CVE-2017-9577 in Mobile Banking App
Summary
by MITRE
The "First Citizens Bank-Mobile Banking" by First Citizens Bank (AL) app 3.0.0 -- aka first-citizens-bank-mobile-banking/id566037101 for iOS does not verify X.509 certificates from SSL servers, which allows man-in-the-middle attackers to spoof servers and obtain sensitive information via a crafted certificate.
Be aware that VulDB is the high quality source for vulnerability data.
Analysis
by VulDB Data Team • 10/18/2019
The vulnerability identified as CVE-2017-9577 affects the First Citizens Bank-Mobile Banking application version 3.0.0 for iOS devices. This security flaw represents a critical failure in the application's certificate validation mechanism, specifically within its implementation of SSL/TLS security protocols. The application's inability to properly verify X.509 certificates from SSL servers creates a significant attack surface that exposes users to sophisticated man-in-the-middle attacks. This vulnerability directly impacts the fundamental security principle of authentication, where the application fails to establish trust with legitimate servers and instead accepts potentially malicious certificates presented by attackers.

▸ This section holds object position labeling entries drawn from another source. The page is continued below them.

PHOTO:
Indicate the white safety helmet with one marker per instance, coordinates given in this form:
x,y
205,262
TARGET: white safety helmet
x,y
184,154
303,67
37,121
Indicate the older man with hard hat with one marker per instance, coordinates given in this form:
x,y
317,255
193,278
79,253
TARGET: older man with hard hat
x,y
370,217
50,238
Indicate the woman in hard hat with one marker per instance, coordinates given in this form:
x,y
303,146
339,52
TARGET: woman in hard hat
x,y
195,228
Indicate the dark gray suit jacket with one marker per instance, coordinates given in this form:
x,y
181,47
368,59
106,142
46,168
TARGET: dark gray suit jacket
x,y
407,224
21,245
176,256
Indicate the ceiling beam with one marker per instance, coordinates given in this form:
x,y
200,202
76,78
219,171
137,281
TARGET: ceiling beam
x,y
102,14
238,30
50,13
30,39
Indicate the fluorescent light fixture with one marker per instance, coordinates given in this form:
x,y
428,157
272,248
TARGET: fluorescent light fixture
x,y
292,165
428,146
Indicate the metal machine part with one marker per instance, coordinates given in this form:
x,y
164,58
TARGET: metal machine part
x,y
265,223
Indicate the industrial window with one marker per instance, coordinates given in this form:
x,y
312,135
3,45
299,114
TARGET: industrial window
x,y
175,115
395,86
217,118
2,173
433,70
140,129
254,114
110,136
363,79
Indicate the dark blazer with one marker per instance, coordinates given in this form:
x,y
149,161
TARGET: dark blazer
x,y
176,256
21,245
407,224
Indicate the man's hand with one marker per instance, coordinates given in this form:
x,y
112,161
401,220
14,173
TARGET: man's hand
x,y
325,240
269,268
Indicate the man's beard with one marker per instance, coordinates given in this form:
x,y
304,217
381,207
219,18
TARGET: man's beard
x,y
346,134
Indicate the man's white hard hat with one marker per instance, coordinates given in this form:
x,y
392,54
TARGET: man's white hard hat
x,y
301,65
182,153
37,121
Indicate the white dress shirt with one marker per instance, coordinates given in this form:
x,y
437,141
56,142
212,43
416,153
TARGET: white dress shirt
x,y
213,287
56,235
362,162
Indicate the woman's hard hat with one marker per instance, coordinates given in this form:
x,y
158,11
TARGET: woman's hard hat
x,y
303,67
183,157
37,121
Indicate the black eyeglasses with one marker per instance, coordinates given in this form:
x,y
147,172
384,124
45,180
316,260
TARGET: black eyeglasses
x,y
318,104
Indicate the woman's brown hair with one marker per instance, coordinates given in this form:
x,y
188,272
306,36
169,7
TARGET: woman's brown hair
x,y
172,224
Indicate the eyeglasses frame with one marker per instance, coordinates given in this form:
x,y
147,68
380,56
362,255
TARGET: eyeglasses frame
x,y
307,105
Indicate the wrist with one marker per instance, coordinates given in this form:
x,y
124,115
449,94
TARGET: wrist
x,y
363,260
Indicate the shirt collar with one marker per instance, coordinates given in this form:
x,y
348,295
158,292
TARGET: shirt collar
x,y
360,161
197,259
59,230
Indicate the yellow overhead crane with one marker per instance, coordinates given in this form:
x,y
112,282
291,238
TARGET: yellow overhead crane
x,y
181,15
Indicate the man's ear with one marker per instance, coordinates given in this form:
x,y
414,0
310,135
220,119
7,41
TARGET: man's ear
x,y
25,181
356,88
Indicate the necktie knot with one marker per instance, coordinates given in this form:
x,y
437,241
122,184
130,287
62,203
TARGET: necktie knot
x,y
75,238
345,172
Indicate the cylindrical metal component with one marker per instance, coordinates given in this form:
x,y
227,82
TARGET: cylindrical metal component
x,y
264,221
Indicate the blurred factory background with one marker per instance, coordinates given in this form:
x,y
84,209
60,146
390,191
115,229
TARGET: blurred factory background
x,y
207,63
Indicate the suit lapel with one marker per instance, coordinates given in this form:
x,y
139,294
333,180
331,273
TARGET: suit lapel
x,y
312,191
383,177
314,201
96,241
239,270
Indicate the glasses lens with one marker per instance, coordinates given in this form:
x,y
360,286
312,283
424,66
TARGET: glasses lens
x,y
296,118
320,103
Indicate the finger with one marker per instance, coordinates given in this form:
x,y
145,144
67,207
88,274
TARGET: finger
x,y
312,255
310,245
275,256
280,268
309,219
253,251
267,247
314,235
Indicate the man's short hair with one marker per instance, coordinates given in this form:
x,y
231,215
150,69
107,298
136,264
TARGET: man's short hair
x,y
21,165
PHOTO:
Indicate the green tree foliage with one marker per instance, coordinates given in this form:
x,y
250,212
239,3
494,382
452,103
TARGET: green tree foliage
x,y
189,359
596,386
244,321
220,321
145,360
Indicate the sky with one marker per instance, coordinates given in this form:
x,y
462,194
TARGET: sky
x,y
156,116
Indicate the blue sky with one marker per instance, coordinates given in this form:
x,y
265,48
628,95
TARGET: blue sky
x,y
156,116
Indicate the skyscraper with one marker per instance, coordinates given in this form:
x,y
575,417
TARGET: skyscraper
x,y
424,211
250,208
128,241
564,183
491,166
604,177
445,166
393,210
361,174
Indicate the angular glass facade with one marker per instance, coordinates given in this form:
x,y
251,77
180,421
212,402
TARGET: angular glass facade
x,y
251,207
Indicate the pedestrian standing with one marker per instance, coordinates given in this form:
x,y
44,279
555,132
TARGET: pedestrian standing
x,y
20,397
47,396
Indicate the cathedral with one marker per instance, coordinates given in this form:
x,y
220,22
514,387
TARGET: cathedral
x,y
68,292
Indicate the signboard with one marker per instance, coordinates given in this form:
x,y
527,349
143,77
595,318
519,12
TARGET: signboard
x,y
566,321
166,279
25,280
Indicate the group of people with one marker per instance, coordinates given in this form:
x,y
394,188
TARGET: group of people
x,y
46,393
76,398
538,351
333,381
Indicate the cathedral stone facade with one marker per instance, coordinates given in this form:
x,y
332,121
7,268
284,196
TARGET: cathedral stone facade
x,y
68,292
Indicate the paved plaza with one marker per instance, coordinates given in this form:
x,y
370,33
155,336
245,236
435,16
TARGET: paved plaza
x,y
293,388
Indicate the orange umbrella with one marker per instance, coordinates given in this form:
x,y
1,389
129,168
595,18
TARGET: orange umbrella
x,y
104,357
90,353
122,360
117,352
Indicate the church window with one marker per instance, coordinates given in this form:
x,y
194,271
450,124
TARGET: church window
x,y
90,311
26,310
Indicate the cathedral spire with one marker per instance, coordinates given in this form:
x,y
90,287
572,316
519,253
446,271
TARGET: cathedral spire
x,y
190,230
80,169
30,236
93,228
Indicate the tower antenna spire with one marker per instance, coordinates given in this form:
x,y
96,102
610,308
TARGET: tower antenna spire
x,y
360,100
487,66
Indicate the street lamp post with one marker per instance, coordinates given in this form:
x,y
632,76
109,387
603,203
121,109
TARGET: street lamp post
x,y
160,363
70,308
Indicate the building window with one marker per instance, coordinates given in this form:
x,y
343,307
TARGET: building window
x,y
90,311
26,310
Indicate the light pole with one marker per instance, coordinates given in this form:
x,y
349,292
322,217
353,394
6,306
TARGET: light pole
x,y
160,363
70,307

The technical flaw manifests in the application's cryptographic implementation where it bypasses the standard certificate chain validation process that should occur during SSL/TLS handshakes. When the mobile banking application establishes secure connections to First Citizens Bank's servers, it fails to perform proper certificate verification against trusted certificate authorities. This weakness allows attackers to generate and present forged certificates that appear legitimate to the application, enabling them to intercept and manipulate all communication between the mobile device and the bank's servers. The vulnerability is classified under CWE-295 which specifically addresses "Improper Certificate Validation" and aligns with ATT&CK technique T1046 for network service scanning and T1566 for credential harvesting through social engineering.
The operational impact of this vulnerability extends far beyond simple data interception, as it enables attackers to gain access to sensitive financial information including account balances, transaction histories, and potentially user credentials. Mobile banking applications are particularly vulnerable to this type of attack because they typically handle highly sensitive data while operating in potentially untrusted network environments such as public wifi networks or cellular data connections. Attackers can exploit this vulnerability to redirect users to malicious servers that appear to be legitimate bank services, facilitating credential theft, financial transaction manipulation, and unauthorized account access. The attack vector requires minimal technical expertise to exploit, making it particularly dangerous for widespread use.
Mitigation strategies for this vulnerability should include immediate implementation of proper certificate pinning mechanisms within the application, ensuring that only certificates from trusted authorities are accepted. The application should implement certificate chain validation that includes checking certificate signatures, expiration dates, and revocation status through CRL or OCSP mechanisms. Security patches should be deployed to enforce strict SSL/TLS certificate validation, and the application should be updated to use modern cryptographic libraries that properly handle certificate verification. Organizations should also implement network monitoring to detect unusual certificate behavior and establish incident response procedures for potential exploitation attempts. Additionally, user education regarding the importance of verifying server certificates and avoiding untrusted networks should be emphasized as part of a comprehensive security strategy.